Semra Kuytul bir söyleşide kendisine yöneltilen, ‘açık görüşe hocamızın oldukça hasta ve yaşlı olan annesini götüreceğinizi paylaştınız. Bu konu hakkında bilgi verir misiniz?’ sorusuna verdiği cevapta, bunu gerçekten zor olacağını ancak Hocaefendi’nin bu haklı talebini gerçekleştireceğini söylemiş ayrıca meselenin yaşlı bir kadının bir ilden başka bir ile taşımaktan ziyade bir anne ve oğlu belki de son kez görüştürme çabası olduğunu ifade etmişti.

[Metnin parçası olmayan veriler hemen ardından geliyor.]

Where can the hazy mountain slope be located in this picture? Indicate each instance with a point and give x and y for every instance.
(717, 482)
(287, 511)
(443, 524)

Semra Kuytul’un açıklaması şu şekilde;
BU HOCAEFENDİ’NİN ÖZEL TALEBİ
Üç ay geçti şimdiye kadar böyle bir şey istemedi. Bunu özel olarak benden istedi bende, ne yapıp edip annesini ona götüreceğime dair Allah’ın izniyle söz verdim. Hocaefendi annesinin durumunu bilmiyor değil. Siz evde bir kişiyle zor yürüyor diyorsunuz, hayır öyle değil üç kişiyle zor yürüyor vaziyette şu anda. Aslında buna yürüyemiyor denir. Vaktini daha çok yatakta geçiyor. Yaşı doksana dayandı, şu son üç ayda bile çok daha düşkünleşti. Aynı zamanda Alzheimer hastası, ne yaptığımızı nereye gittiğini algılamakta çok zorlanıyor. Bazen başka bir yatağa geçirirken bile çok zorlanıyoruz, geçmek istemiyor. Bir yere gideceğimiz zaman ‘hayır ben gitmem’ diye inatlaşabiliyor. Alzheimer hastası olduğu için şu anda olayları tam idrak edebilme durumunda da değil.

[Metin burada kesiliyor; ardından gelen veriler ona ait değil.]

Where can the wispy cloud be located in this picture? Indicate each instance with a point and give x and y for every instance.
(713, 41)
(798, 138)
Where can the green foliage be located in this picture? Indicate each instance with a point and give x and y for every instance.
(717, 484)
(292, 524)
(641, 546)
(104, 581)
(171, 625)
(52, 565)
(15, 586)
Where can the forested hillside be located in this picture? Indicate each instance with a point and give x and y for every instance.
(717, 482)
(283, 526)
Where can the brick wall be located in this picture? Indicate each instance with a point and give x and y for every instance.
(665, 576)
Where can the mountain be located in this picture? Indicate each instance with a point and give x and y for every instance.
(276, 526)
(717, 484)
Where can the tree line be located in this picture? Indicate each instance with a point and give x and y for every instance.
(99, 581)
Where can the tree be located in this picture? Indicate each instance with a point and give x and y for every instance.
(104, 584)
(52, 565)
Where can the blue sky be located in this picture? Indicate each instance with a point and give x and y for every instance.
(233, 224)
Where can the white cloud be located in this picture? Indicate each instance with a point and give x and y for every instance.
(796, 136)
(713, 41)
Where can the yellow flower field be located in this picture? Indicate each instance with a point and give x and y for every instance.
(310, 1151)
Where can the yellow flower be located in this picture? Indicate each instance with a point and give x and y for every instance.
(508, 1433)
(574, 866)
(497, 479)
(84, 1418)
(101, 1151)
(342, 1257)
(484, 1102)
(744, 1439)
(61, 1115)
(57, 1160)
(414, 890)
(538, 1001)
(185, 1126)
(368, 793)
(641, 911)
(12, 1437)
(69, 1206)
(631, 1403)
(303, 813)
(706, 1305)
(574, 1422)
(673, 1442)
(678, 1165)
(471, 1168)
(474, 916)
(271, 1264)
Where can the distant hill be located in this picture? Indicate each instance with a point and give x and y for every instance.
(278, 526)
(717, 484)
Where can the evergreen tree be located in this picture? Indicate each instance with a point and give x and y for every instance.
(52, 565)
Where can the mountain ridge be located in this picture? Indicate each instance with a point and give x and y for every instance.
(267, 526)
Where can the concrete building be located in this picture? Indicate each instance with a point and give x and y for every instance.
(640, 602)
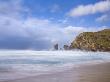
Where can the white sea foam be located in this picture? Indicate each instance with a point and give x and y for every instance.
(27, 63)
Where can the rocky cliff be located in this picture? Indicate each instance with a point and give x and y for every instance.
(93, 41)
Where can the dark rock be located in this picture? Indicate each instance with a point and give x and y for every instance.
(93, 41)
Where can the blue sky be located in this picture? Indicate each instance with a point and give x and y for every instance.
(39, 24)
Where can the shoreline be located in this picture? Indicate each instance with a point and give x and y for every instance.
(83, 73)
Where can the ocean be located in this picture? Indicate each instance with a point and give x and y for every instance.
(19, 64)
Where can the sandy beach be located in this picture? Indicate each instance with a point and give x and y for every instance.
(84, 73)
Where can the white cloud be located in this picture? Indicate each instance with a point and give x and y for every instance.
(103, 18)
(55, 8)
(99, 7)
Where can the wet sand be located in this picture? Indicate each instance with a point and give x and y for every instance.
(84, 73)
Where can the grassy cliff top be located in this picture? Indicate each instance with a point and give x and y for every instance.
(93, 41)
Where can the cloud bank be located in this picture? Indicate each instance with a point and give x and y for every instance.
(99, 7)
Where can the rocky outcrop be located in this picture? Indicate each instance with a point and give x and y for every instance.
(93, 41)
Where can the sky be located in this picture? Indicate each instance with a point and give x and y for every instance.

ELBETTE Kİ BU BİZİM İÇİN ÇOK ZOR OLACAK. AMA BEN OLAYA ÇOK FARKLI BOYUTTAN BAKIYORUM.
Mesele yaşlı bir insanı Adana’dan Bolu’ya götürme meselesinden çok daha öte bir mesele. Belki de annesini son kez görmesini sağlama. Çünkü biz her ana ne olacağını bilmez bir vaziyette yaşıyoruz. Annesini görmeden bir şey olmasın diye her gün dua ediyoruz. Normal bir yaşlıyı bir yerden bir yere taşıma olayı değil, her an ne olacağı belli olmayan bir anne ile oğlunu kavuşturma çabası. Bu da bizim vazifemiz. Sonra iş işten geçmiş olacak. Öyle bir şey olacak olursa çok acı bir şey ortaya çıkacak. Rabbim korusun. Yani hocamız çıkıncaya kadar Rabbim hayırlı uzun ömürler versin.
DÖNDÜĞÜNDE ANNESİNİ BULAMAYACAĞINI DÜŞÜNMEK ONU ÇOK YIPRATIYOR
Hocaefendi duygularını çok yansıtan biri değil. Şimdiye kadar annesiyle bağının bu kadar kuvvetli olduğunun bende farkında değildim. Çünkü böyle şeyleri çok söylemez. Ama her eve geldiğinde odasının kapısını açardı, nasıl iyi mi, gününü nasıl geçirdi derdi. Gündüz bir rahatsızlığı var mıydı diye sorardı. Hizmetteki koşuşturmalardan biraz ihmal edecek olsak, annemi bu günlerde çok ihmal ediyoruz, biraz gezdirsek, yanında oturup sohbet etsek’ diyerek onu düşünürdü. Bu şekilde duygularını belli ederdi ama şu anda durum çok farklı. Döndüğünde annesini bulamayacağını düşünmek onu çok yıpratıyor. Yani gerçekten çok duygusal bir süreç geçiriyor. Çıktığımda dünya gözüyle bir daha göremeyeceğim düşüncesi çok ağır basıyor. O yüzden bu haklı talebini canımızı dişimize takıp gerçekleştireceğiz. Çok zor olacak ama imkanları sonuna kadar zorlayacağız. Kayınvalideme de sıkıntı vermeden en rahat şekilde götürmeye çalışacağız. Cezaevi yönetimiyle de görüştüm. Oradan da yardımcı olacaklarını söylediler. İçeride kendi tekerlekli sandalyeleri vs olduğunu söylediler.